This experiment is a step towards finding the cause of this increased success rate when lysed cells are removed. The lack of consistency in condition to human embryo culture makes the selection of mouse embryos most apt for this study. Murine embryos were thawed at the two-cell stage. The study then looked into the effect of LCR after mechanical lysis (as opposed to natural lysis caused by the detrimental effects of freezing) of the murine embryos. Mechanical lysis was used to control the degree of damaged cells. The mouse embryos were distributed in three groups Control group (n=37) with no lysis, Group-1- (n=40) consisting of cell lysis and removal and finally Group-2- (n=40) consisting of cell lysis only.

The results of the experiment show that there was no significant difference between the three groups on day two in the mean number of blastomeres both before and after mechanical cell lysis. There was significant difference between group 1 and 2 when embryo development rate was calculated (the number nuclei cell at the blastocyst stage divided by intact blastomere number on day two). There was hardly any difference in the development stage on day three. However day four showed a higher number of embryos had reached the later embryonic development stages of blastocyst and hatching blastocyst. There was highly significant at p value of <0.005 lower growth when control group when compared with group 2 and also a significant difference with a p value of < 0.05 when group one was compared with group 2.

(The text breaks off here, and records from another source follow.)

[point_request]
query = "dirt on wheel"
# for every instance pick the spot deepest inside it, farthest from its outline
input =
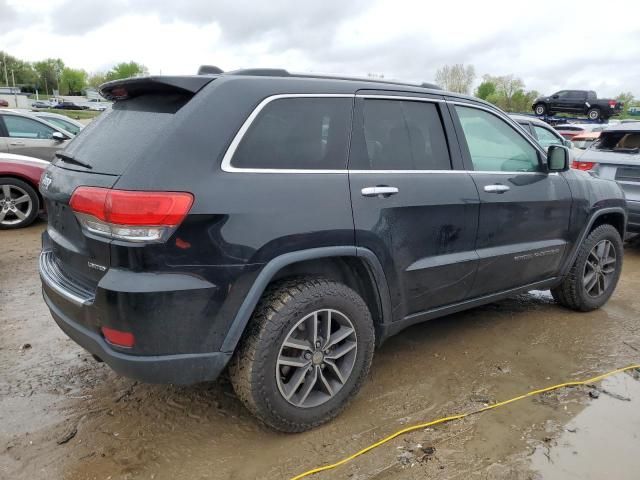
(64, 415)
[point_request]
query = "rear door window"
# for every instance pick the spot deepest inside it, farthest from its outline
(20, 127)
(401, 135)
(621, 142)
(494, 145)
(302, 133)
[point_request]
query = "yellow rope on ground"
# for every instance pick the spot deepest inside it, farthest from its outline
(459, 416)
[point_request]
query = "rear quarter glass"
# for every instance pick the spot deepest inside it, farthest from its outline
(125, 133)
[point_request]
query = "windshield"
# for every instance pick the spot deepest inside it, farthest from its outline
(622, 142)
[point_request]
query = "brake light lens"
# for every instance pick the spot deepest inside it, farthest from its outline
(584, 166)
(118, 337)
(130, 215)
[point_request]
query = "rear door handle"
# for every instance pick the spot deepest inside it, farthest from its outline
(497, 188)
(379, 191)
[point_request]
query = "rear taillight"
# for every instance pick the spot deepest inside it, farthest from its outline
(584, 166)
(130, 215)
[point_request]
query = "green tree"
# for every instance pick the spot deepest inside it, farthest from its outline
(49, 72)
(627, 99)
(126, 70)
(485, 89)
(509, 93)
(456, 78)
(72, 81)
(96, 79)
(23, 72)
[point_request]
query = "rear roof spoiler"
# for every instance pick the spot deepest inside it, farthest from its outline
(132, 87)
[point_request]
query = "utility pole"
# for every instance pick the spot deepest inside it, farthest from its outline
(4, 62)
(15, 93)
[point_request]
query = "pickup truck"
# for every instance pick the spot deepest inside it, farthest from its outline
(583, 102)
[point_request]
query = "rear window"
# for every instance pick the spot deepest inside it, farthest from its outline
(622, 142)
(298, 133)
(127, 132)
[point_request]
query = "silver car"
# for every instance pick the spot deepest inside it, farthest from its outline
(24, 134)
(616, 156)
(62, 121)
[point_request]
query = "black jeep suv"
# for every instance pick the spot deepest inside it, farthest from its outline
(285, 225)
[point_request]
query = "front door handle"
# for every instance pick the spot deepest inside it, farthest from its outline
(497, 188)
(380, 191)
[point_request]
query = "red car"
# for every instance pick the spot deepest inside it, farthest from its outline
(20, 201)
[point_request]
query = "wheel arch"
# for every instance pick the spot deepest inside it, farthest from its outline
(615, 216)
(358, 268)
(28, 181)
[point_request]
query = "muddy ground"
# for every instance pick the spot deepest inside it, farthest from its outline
(62, 415)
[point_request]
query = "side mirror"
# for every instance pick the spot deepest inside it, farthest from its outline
(557, 158)
(58, 137)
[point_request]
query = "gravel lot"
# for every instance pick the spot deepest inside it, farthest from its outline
(63, 415)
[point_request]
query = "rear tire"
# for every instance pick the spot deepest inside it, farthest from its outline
(19, 203)
(599, 260)
(288, 311)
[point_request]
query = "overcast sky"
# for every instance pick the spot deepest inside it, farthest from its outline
(551, 45)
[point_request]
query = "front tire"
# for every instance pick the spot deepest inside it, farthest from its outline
(595, 273)
(305, 355)
(19, 203)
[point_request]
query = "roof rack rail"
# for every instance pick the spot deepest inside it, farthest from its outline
(261, 72)
(281, 72)
(209, 70)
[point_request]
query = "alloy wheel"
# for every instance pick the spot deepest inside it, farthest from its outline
(15, 205)
(600, 268)
(316, 358)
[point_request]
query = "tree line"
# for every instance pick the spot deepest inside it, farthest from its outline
(51, 74)
(507, 92)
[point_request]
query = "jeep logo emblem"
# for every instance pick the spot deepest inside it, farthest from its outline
(46, 181)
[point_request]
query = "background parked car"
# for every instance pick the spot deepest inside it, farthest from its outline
(70, 106)
(25, 134)
(568, 130)
(62, 121)
(616, 156)
(584, 140)
(20, 201)
(584, 102)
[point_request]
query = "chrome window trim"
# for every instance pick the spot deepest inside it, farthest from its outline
(233, 146)
(400, 97)
(228, 156)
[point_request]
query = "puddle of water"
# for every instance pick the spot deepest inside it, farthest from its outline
(602, 441)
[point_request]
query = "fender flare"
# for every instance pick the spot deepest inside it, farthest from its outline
(574, 253)
(270, 269)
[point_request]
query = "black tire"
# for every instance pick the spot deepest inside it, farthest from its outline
(594, 114)
(10, 212)
(572, 293)
(254, 370)
(540, 109)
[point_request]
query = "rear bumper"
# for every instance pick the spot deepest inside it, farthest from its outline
(633, 219)
(184, 369)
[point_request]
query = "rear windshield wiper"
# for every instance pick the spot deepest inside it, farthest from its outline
(69, 159)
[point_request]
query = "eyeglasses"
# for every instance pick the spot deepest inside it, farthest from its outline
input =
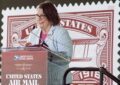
(40, 16)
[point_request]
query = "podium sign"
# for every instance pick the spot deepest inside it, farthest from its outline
(24, 67)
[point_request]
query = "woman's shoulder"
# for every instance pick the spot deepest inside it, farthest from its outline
(60, 28)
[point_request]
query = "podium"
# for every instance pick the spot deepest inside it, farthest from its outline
(24, 66)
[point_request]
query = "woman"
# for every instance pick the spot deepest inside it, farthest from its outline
(57, 40)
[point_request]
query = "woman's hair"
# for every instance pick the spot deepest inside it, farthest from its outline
(50, 12)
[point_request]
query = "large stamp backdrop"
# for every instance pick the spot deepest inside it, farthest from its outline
(93, 29)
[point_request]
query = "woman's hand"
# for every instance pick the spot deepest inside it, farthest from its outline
(28, 44)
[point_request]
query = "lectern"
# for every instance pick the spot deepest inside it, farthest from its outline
(24, 66)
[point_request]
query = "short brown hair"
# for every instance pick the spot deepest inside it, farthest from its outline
(50, 12)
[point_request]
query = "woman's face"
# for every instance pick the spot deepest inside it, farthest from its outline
(41, 19)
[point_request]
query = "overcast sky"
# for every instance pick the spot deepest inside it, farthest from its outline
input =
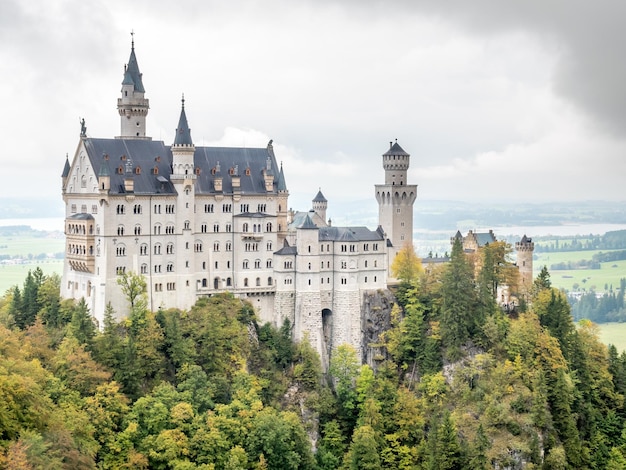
(518, 100)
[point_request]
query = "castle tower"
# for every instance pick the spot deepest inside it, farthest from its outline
(283, 210)
(132, 106)
(525, 248)
(320, 204)
(395, 199)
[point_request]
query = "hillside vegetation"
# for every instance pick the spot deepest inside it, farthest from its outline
(459, 384)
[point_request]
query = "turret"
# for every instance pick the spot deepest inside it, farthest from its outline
(183, 150)
(320, 204)
(132, 106)
(525, 249)
(395, 199)
(66, 173)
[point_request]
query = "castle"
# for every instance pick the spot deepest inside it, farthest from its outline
(197, 221)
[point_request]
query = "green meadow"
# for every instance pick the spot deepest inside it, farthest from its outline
(34, 250)
(614, 333)
(608, 275)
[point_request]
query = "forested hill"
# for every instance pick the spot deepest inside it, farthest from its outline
(459, 383)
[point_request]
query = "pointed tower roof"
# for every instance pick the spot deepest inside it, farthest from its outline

The results showed that more LCR embryos reach blastocyst stage compared to non-LCR embryos. These frozen thawed embryos after LCR showed faster cleavage than even the control group however this was not so significant unlike that reported in human embryos (Rienzi et al, 2002). This is the only study published that looks into the impact of mechanical cell lysis. The use of nuclear staining to check nuclear growth rate gives a better verification of the cell growth after LCR. This study confirms that Assisted hatching with LCR technique used for human embryos certainly increases quality of embryos and that accumulation of dead cells is a hindrance in the development of the growing embryos. However, the implantation potential of the embryos after mechanical LCR was not verified due to lack of mouse host. This is a drawback in the study and leaves a void that should be looked in future studies. However, it is certainly a step forward towards finding the reason for this increased implantation.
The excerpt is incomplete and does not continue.